Devlet ana, devlet baba
Pazartesi, Suriye devriminin yıldönümüydü.
Aradan geçen bir yılda çok büyük değişimler oldu.
Suriye artık savaşla anılan bir ülke olmaktan çıktı, kendini toplamaya ve ayağa kalkmaya çalışmasıyla anılıyor.
Ahmed Şara hükümeti Suriye'yi ABD ve Avrupa ile barışmış, Körfez ülkeleriyle işbirliği yapan, Türkiye'yi stratejik ortak olarak gören ve her fırsatta desteğini hisseden bir ülke haline getirdi.
Elbette büyük zorluklar hala var.
Daha çok şey yapılması gerekli.
Ancak geçen yıl devrimin ertesinde, 9 Aralık sabahı doğan güneşle birlikte çok büyük bir umut mevsimi de doğdu Suriye'nin üzerine...
Devrimin yıldönümü kutlamalarında bu umudun hala canlı, heyecanın hala taze olduğunu görmek sevindiriciydi.
Artık 24 saat elektriğe kavuşan başkent Şam'daki kutlamalar tam bir bayram havasındaydı.
Hemen hemen tüm büyük kentlerde aynı hava vardı.
Şimdiyse sıra Suriye'yi ayakları üzerinde durur hale getirmekte.
Öncelikle ekonomik yaptırımların tamamen kalkması gerekli.
Bir kısmı kaldırıldı ya da gevşetildi ama ABD'deki Sezar Yasası yaptırımlarının iptal edilmesi en büyük ihtiyaç.
Bu yolda da umut verici işaretler geliyor.
Kongre o yasayı kaldırdığında dünyadan Suriye'ye yardım ve yatırımlar çok daha güçlenecek.
Ahmed Şara, Suriye'nin artık dünya için güvenilir bir ortak olduğunu ilan ediyor.
Dikkat çekici bir detay daha vardı.
Emevi Camii'ndeki sabah namazında da akşam saatlerindeki ulusa seslenişinde de bir yıl önce Şam'a girerken üzerinde olan üniformayı giymişti.
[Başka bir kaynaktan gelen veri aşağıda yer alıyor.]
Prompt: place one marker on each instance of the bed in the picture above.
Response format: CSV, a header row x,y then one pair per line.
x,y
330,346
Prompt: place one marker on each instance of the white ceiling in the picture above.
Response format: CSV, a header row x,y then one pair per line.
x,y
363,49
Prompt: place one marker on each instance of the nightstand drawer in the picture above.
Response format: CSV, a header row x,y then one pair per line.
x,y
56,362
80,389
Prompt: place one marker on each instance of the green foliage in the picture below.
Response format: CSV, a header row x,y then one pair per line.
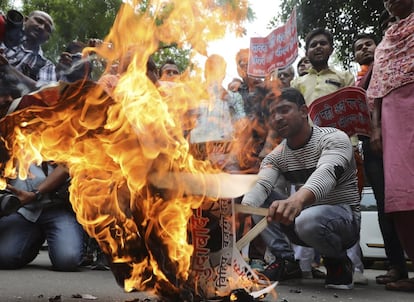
x,y
345,19
85,19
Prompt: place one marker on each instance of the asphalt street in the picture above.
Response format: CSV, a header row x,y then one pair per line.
x,y
37,282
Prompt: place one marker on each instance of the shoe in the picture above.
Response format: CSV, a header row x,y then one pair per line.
x,y
339,273
392,275
359,278
318,274
403,285
257,265
283,269
307,275
314,273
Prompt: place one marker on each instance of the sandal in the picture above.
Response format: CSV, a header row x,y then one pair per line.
x,y
392,275
403,285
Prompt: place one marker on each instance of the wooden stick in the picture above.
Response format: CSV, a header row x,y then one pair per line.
x,y
256,230
241,208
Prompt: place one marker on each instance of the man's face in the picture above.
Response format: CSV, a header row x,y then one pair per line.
x,y
169,72
285,76
364,49
287,118
304,66
319,50
38,27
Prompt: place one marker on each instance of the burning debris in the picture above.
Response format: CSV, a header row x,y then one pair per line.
x,y
156,236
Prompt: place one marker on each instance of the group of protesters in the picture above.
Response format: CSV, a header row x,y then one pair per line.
x,y
309,177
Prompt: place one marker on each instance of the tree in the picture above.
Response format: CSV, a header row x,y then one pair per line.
x,y
345,19
85,19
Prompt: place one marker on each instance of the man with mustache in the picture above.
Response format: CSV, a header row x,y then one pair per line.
x,y
323,213
26,61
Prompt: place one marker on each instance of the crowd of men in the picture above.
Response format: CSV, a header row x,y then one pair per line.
x,y
310,177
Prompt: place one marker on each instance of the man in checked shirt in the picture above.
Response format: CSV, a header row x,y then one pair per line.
x,y
26,61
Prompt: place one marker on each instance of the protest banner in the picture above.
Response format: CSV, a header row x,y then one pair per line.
x,y
277,50
345,109
217,265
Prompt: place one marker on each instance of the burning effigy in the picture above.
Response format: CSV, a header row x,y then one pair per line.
x,y
164,218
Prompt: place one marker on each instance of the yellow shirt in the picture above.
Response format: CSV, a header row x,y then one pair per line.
x,y
317,84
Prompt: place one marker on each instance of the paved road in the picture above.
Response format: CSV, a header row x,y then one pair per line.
x,y
38,283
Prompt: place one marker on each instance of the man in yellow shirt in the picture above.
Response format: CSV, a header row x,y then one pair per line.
x,y
321,79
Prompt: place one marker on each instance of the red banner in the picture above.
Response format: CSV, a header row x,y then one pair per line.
x,y
345,109
278,50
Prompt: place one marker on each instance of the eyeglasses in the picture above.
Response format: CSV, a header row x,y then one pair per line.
x,y
170,72
284,75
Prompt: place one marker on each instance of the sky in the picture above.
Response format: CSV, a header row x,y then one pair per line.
x,y
264,10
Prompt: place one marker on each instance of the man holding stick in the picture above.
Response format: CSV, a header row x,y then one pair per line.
x,y
323,213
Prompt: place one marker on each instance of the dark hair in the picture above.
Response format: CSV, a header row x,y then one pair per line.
x,y
384,19
363,36
318,31
292,95
301,60
167,62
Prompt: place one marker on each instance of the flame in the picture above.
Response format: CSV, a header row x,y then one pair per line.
x,y
111,144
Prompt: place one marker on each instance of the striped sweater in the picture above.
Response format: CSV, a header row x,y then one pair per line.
x,y
325,165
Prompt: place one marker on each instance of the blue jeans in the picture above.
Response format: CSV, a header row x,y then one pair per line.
x,y
329,229
21,240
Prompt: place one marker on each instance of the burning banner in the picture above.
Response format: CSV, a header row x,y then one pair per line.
x,y
277,50
130,164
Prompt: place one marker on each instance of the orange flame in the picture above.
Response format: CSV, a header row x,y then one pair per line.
x,y
112,144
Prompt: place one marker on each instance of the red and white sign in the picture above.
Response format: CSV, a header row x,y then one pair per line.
x,y
345,109
278,50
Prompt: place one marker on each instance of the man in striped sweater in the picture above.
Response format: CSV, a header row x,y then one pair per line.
x,y
323,213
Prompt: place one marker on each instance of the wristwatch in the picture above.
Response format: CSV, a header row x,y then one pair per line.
x,y
38,195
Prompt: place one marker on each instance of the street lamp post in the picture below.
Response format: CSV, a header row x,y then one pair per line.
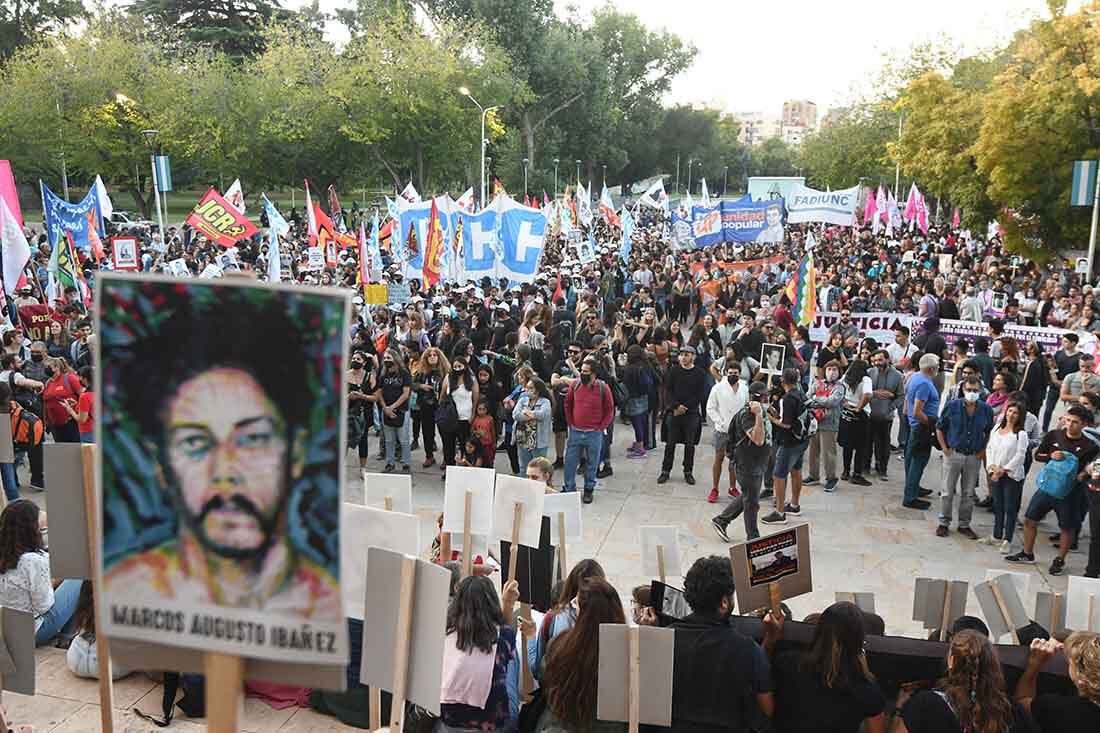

Bu elbette açık, net bir mesajdı.
Bizi ülkenin iç güvenliğine, birliğine, devlet otoritesinin tesisine getiriyor.
Devletin bir "ana", bir "baba" tarafı vardır.
Suriye'de "devlet ana" halkının refahını artırmak için çabalarken, "Bu bir Sünni devrimi değildir" mesajı veriyor.
Ortak bir Suriyeli kimliğiyle etnik köken ve mezhep çatışmasından sıyrılmış bir toplum inşa etmeye çalışıyor.
"Devlet baba" ise Şara'nın üzerindeki o üniformadaydı.
O da ülkenin güvenliğini, sınır bütünlüğünü ve devlet olmanın gereği olan güç kullanma tekelini oluşturmaya çalışıyor.
Bu da bizi öncelikle PKK/YPG terör örgütü ve belkemiğini oluşturduğu SDG'nin, Suriye devlet sistemine entegrasyonu tartışmalarına getiriyor.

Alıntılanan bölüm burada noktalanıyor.